The Phase IIb study is a multi-center, randomized, double-blinded placebo-controlled clinical trial designed to assess the efficacy and safety of two different doses of Nefecon in 90 IgA nephropathy patients at risk of end-stage renal failure, despite optimized standard-of-care therapy. The study is being conducted in 62 renal centers in ten European countries.
The primary efficacy objective of the study is to investigate whether patients on Nefecon achieve a larger mean reduction in proteinuria compared to patients on placebo. Randomized patients are treated for nine months following a six-month run-in phase in which standard-of-care therapy is optimized. The study will enable an optimal dose of Nefecon to be selected for a Phase III registration trial.

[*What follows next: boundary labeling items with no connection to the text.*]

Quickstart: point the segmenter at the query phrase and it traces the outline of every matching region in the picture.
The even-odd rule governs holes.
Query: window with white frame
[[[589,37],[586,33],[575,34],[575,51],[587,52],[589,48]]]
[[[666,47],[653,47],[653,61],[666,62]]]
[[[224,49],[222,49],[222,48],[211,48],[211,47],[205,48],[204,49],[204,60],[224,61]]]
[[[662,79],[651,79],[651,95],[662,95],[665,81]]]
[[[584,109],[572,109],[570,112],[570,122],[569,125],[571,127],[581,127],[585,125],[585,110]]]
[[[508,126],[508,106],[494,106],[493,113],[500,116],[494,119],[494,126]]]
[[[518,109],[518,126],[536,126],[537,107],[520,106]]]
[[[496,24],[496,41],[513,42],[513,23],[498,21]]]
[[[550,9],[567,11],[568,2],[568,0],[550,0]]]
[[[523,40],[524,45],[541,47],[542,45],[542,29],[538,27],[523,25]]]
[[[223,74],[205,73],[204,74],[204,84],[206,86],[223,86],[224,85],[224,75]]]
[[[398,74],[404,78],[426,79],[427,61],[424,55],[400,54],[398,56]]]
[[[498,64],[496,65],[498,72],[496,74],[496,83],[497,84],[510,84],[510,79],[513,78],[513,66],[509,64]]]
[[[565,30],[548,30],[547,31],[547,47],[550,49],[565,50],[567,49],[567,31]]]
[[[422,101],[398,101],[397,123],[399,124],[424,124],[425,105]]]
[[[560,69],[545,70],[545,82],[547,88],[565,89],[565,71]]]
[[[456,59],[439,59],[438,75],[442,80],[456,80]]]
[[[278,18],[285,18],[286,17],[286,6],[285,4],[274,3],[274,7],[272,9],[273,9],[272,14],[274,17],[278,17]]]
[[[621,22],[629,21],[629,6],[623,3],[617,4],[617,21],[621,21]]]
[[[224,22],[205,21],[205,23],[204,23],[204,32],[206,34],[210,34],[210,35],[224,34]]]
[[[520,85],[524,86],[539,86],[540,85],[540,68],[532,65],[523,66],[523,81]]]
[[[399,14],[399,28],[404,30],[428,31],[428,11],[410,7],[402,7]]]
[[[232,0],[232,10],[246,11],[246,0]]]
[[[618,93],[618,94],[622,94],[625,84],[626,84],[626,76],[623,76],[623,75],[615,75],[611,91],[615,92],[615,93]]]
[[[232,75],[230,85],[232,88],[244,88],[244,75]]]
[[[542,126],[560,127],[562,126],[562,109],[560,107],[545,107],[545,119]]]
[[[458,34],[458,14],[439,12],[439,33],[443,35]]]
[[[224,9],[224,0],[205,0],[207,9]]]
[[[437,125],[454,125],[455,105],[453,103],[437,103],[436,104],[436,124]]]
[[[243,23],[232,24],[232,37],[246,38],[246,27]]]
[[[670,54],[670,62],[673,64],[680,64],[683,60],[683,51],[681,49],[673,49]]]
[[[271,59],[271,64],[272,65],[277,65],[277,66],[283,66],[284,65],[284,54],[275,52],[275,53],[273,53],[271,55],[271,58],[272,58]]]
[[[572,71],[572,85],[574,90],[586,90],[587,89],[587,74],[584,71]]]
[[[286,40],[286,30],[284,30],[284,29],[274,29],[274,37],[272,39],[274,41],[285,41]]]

Alex Mercer, Clinical Development Director of Pharmalink, said:
“The response to this study from renal disease specialists across Europe has been outstanding and to complete recruitment within one year in this rare disease is a sign of the great interest the study has generated. This enthusiasm bodes well for the future as we advance Nefecon towards marketing approval. If the highly promising results we have seen in earlier studies are confirmed in NEFIGAN, we trust that Nefecon can become an effective new treatment for IgA nephropathy patients at risk of renal failure.”
Bengt Fellström, MD, PhD, Professor of Medicine at Uppsala University Hospital, Sweden and Principal Investigator of the NEFIGAN study, added:
“IgA nephropathy is a disease with a high unmet medical need. Progression to renal failure has a terrible impact on patients’ quality of life and is a high burden to health care systems. A new medicine for early treatment with the potential to stop disease progression and minimize any further loss of renal function would be very welcome news to patients and clinicians alike. I am delighted at the response we have had from the renal disease community to this study, which has led to its rapid recruitment, and now look forward to the results in due course.”